# Fly Control



## SandyWI (Jun 22, 2007)

I was reading another post about fly control and wanted to give my opinions on it. First off, I really hate using any chemicals at all on the miniatures.

With my big horses, I would purchase a $10 bottle of Permethrin concentrate, and dilute it with water and sometimes I added a little vinegar. However, in looking closely at my horses, I would see flies to continue landing on the areas I had sprayed.

Permethrin is a powerful chemical, and has been known to produce tumors in laboratory rats. It's also not safe for foals. Because of this, I wouldn't spray it on my other minis as foals are always nipping the other horses.

One year I bought parasitic wasps. I spread them out in the big horses' pasture, as that's where I felt they were needed most. However, I had to move my horses out of that pasture only two weeks after the wasps arrived, and I think that sort of threw the thing off.

I think the thing we need to understand is that not all flies are created equal. The first flies to arrive are typically the regular house fly. These flies do not bite, but have sponging mouthparts. Because they typically love manure and rotting organic wastes, they can carry many diseases to horses. One of the easiest ways to get rid of these flies, which are very numerous during the hottest days of early summer, is by fly traps.

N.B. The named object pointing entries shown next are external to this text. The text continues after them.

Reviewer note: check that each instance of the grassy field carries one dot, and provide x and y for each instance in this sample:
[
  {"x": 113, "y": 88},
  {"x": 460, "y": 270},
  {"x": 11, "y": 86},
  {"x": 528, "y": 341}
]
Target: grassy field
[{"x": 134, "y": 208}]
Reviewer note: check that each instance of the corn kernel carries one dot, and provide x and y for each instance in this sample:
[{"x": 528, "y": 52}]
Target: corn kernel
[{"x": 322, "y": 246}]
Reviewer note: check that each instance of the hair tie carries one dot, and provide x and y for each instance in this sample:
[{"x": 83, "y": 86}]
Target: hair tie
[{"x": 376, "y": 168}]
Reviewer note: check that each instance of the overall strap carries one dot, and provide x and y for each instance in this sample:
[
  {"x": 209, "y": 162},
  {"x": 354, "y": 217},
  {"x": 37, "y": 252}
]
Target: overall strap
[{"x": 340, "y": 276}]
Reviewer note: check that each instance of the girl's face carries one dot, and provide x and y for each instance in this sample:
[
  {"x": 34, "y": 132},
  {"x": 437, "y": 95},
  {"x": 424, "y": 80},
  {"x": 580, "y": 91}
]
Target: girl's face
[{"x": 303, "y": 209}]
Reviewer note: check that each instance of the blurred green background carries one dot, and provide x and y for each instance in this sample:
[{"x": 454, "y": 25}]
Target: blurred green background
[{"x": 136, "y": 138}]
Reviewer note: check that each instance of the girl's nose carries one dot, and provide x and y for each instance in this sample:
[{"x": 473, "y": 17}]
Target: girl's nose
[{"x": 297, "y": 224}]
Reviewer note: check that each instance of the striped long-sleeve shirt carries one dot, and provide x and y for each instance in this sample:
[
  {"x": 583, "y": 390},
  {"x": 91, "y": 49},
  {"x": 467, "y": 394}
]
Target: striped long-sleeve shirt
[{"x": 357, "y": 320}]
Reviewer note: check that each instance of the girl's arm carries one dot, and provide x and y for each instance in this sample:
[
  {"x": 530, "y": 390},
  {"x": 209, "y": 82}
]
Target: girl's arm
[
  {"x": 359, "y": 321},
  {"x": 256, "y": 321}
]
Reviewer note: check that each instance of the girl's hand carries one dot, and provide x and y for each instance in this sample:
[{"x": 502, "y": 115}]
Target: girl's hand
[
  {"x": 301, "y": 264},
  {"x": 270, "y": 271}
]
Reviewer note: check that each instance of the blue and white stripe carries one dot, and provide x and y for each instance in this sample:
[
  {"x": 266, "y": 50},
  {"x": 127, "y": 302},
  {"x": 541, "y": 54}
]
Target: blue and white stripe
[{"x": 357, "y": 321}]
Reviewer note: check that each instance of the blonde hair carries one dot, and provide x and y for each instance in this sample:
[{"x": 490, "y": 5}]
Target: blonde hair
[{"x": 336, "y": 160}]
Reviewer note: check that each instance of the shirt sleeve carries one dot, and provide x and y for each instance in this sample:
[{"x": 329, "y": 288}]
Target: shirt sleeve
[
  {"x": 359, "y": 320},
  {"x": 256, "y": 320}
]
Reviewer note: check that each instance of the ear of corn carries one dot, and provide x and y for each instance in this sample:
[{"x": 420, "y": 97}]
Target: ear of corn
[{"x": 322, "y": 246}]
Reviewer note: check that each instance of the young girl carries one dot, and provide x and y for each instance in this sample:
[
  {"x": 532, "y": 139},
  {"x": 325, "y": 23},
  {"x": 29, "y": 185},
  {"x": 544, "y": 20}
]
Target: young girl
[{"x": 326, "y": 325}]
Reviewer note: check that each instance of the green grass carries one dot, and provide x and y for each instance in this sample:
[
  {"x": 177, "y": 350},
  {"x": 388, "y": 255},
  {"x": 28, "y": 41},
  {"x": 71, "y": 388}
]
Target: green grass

I use a flytrap which is put out by Farnum. It is called the Captivator. It comes with an attractant that stinks to high heaven! You put the attractant in the trap and half-fill the jar with water. I have six of these traps and I don't put them right next to the pasture or dry lots. Instead, I put them on the other side of the barn, but they must be hung only a few feet off the ground and they must be in sunlight. These traps go out in early-to-mid May. As soon as it warms up enough and when I see the first house fly, the traps are put out. By the beginning of June, we are catching approximately 100,000 flies per day. (According to trap capacity). Any flies around my barn are busy getting into the traps and I rarely seen any on the horses.

We wait till night fall, when the flies become inactive, to empty the traps. Most flies will be dead from drowning, but there are always live ones in the upper half of the jar. I take a can of Raid and squirt it into the jar opening to kill the live ones, and then we dig a small hole and dump the dead flies into it, stomping the dirt down.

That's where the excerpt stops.